Break four eggs into a basin, and beat them up with three table-spoonfuls of milk, an ounce of castor sugar, a few drops of essence of vanilla or other flavouring; put one and a half ounces of fresh butter in an omelet-pan, and when it is hot pour in the omelet mixture, and fry a nice golden colour, keeping the mixture well mixed; then spread on one half of it two tablespoonfuls of apricot jam, turn the other half over the jam with a palette-knife, and turn the omelet on to a hot dish, dust it over with icing sugar, glaze it with a hot salamander, and serve with hot Apricot sauce round, and use for a dinner or luncheon sweet.
Take four large whole raw eggs. break- them in a basin and sweeten with one ounce of castor sugar, add the finely-chopped peel of one lemon, a few drops of vanilla essence, two tablespoonfuls of new milk, and one ounce of butter, broken small; mix up all together with a fork till quite smooth, then put into a steel omelet-pan, and cook as usual, and then mask one half of the inside with any nice jam, and roll up the omelet into a half-moon shape; turn out on a hot dish, then dust over with Marshall's Icing Sugar, and with a red-hot flat skewer mark the omelet in cross-formed bars; pour a little brandy round, if wished, and light it as it goes to table. Use for luncheon or for a dinner sweet.
Take five whole raw eggs and break them in a basin, add two ounces of castor sugar, a teaspoonful of vanilla essence, the very finely-chopped peel of one lemon, a tiny pinch of ground cinnamon, a tablespoonful of Maraschino liqueur or syrup, same of rum, mix up together with a fork till the mixture runs smooth, then put into a steel omelet-pan with one and a half ounces of butter, making the butter hot first, and fry in the usual way; when ready to turn, fill up the inside with a compote of strawberries as below, and then finish off the omelet in the usual manner, turning it out on a hot dish; then dust over with Marshall's Icing Sugar, using a dredger for the purpose, and then mark a cross with a red-hot skewer in three or four places; when going to table pour about a half-gill of rum or brandy on the dish and light it just as it is to be passed on the table, and serve for dinner or luncheon for a hot sweet.

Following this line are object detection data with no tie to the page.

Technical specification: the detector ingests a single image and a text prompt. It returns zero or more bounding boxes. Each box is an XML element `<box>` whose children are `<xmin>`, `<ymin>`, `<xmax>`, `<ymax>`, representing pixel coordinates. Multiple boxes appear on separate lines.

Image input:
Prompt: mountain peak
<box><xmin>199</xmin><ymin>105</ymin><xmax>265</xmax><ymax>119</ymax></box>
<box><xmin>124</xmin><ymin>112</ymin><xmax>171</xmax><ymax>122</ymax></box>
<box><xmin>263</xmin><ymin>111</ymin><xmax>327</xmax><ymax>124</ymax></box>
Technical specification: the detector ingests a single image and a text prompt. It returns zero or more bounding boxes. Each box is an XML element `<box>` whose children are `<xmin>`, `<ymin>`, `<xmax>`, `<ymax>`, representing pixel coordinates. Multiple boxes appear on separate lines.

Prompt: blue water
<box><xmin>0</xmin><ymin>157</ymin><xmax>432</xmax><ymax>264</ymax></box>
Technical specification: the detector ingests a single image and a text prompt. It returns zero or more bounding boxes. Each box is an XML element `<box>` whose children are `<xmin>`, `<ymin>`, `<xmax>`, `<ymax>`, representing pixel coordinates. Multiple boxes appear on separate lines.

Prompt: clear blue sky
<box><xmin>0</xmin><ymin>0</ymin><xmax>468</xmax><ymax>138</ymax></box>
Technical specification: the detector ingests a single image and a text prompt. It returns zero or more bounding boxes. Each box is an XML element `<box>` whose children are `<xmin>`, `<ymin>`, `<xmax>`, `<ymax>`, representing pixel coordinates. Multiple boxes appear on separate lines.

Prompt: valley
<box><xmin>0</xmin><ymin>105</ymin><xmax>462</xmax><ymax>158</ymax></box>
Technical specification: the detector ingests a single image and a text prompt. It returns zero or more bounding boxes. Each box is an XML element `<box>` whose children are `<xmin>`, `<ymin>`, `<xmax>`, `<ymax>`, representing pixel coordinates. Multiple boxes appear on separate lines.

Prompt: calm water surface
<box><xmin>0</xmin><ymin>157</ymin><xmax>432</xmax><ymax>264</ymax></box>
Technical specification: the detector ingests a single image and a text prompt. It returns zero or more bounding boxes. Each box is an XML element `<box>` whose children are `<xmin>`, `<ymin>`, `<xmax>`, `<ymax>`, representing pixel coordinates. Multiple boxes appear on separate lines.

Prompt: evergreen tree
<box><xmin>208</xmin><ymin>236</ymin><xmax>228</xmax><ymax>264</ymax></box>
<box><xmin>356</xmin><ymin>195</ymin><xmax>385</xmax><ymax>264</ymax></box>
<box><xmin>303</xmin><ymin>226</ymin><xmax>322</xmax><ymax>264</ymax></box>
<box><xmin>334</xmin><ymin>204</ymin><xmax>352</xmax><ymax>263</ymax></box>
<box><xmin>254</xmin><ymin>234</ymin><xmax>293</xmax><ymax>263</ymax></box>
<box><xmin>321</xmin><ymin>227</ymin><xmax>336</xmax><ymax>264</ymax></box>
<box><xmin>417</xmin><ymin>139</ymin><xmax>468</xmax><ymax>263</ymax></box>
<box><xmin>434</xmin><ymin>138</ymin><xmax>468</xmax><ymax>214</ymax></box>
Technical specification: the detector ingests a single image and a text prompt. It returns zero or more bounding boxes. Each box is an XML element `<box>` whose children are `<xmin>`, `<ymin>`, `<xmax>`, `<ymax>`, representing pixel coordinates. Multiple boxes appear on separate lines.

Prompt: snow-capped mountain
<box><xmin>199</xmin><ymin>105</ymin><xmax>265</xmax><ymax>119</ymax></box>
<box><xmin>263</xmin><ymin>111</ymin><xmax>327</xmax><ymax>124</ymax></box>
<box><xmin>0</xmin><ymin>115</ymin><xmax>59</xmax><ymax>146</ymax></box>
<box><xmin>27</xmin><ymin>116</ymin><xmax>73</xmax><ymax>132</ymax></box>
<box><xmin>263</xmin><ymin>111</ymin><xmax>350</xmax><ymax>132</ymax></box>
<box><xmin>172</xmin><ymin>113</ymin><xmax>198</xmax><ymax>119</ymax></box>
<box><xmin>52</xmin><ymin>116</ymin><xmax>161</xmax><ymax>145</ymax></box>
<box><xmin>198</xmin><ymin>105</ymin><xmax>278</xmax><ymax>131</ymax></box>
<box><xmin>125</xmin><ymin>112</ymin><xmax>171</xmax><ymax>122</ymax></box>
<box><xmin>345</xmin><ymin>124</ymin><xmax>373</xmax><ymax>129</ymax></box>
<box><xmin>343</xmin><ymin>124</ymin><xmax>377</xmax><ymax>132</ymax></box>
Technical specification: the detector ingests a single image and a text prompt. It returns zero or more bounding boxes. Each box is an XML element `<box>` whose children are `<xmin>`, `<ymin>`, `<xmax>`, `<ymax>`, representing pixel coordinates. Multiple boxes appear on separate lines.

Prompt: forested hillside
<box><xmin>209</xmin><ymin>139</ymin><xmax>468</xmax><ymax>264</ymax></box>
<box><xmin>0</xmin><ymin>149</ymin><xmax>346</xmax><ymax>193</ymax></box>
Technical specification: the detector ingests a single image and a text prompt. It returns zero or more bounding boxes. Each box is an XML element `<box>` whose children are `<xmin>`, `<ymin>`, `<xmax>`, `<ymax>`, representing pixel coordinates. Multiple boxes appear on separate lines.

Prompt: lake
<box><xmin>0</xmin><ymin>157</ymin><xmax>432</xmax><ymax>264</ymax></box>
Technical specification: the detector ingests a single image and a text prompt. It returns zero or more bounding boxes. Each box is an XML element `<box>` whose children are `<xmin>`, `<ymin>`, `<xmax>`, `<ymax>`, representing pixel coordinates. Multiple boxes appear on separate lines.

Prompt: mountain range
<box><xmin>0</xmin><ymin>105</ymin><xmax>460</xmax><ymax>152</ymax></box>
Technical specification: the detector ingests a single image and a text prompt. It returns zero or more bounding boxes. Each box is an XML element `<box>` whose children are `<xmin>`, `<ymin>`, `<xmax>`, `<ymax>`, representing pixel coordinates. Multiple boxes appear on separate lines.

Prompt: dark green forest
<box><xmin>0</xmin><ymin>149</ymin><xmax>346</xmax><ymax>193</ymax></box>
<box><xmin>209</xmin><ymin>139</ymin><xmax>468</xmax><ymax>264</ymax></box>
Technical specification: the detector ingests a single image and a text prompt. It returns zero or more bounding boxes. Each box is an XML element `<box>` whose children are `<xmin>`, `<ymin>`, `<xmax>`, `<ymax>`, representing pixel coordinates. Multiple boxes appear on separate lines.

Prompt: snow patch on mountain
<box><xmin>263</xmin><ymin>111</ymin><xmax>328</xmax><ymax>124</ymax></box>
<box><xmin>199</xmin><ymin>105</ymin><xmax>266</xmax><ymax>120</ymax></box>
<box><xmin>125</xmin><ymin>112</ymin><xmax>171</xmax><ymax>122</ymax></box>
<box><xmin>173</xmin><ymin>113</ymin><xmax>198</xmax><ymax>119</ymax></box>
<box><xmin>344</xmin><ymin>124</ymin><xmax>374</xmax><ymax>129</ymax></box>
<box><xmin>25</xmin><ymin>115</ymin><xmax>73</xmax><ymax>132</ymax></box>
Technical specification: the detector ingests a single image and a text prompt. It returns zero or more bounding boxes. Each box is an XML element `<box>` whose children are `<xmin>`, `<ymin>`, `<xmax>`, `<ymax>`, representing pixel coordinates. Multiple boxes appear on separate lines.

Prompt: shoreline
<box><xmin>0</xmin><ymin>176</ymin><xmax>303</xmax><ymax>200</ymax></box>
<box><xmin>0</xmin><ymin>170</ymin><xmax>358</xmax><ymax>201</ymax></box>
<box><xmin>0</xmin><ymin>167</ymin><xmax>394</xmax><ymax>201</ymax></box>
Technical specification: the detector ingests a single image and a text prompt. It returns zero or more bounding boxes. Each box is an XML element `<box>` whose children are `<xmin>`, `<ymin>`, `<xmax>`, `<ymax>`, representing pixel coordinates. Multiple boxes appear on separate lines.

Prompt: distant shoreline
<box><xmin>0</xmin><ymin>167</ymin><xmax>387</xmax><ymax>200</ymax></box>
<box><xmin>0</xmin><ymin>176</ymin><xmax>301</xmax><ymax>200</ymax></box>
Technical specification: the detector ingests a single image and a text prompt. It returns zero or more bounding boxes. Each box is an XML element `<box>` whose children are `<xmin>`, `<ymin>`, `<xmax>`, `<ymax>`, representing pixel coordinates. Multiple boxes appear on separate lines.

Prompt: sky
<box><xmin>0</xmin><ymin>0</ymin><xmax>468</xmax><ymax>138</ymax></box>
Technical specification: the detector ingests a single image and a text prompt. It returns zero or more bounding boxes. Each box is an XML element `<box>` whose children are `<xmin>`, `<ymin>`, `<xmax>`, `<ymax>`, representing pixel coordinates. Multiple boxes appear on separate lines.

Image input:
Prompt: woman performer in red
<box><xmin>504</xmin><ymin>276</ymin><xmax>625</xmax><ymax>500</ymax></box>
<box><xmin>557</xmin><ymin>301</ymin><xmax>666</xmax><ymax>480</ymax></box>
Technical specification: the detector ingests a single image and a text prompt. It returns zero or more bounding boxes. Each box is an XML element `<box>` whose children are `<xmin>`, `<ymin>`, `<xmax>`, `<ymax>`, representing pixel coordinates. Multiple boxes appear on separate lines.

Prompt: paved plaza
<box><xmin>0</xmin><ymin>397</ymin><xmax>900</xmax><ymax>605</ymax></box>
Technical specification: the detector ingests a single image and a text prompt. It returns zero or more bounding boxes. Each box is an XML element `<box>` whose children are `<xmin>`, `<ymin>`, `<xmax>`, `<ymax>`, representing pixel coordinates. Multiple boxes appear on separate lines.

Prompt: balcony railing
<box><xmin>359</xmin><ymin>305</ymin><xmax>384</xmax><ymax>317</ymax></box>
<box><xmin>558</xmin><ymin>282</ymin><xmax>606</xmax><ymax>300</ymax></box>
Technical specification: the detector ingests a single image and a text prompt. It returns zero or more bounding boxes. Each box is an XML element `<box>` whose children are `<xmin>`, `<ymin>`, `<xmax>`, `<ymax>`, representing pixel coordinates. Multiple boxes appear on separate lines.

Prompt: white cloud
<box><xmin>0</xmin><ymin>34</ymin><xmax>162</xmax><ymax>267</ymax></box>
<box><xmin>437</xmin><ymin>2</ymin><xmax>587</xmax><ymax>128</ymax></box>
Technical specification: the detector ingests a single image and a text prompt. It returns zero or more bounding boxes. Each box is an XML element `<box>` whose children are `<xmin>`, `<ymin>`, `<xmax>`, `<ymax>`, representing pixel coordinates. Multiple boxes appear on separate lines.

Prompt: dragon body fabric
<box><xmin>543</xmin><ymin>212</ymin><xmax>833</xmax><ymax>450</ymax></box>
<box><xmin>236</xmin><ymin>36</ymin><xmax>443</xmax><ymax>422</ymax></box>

Take a half-pint of good fresh strawberries, pick off the stalks, and cut the fruit, if large in halves or into three or four pieces; mix with a tablespoonful of some liqueur and a tablespoonful of apricot jam that has been boiled, with a tablespoonful of strawberry pulp and one ounce of icing sugar, then colour with a few drops of carmine, flavour with a few drops of vanilla essence, stir up altogether, and then use. Raspberries and currants are nice used in the same way.
Put seven raw yolks of eggs into a basin, with eight ounces of castor sugar, a pinch of salt, two ounces of powdered ratafias or macaroons (that have been rubbed through a sieve), the finely-chopped peel of two lemons, two tablespoonfuls of orange-flower water, a saltspoonful of vanilla essence, and two ounces of shredded blanched pistachio nuts; work these with a wooden spoon for fifteen minutes, then add ten raw whites of eggs that have been whipped very stiff, with a tiny pinch of salt; the whites must be mixed in very carefully with the least possible working, or they will curdle. Butter a deep dish, place a buttered paper inside it, and then pour in the mixture; dust over with icing sugar, and bake in a hot oven for twenty-five to thirty minutes; then dust over again with icing sugar, and sprinkle over it some blanched and shredded pistachio nuts. Surround the dish with a folded napkin, and serve on a hot dish, on a paper, for dinner or luncheon. The quantities given above are sufficient for ten to twelve people. If a silver dish is used, it must be placed in a deep tin containing boiling water in the oven.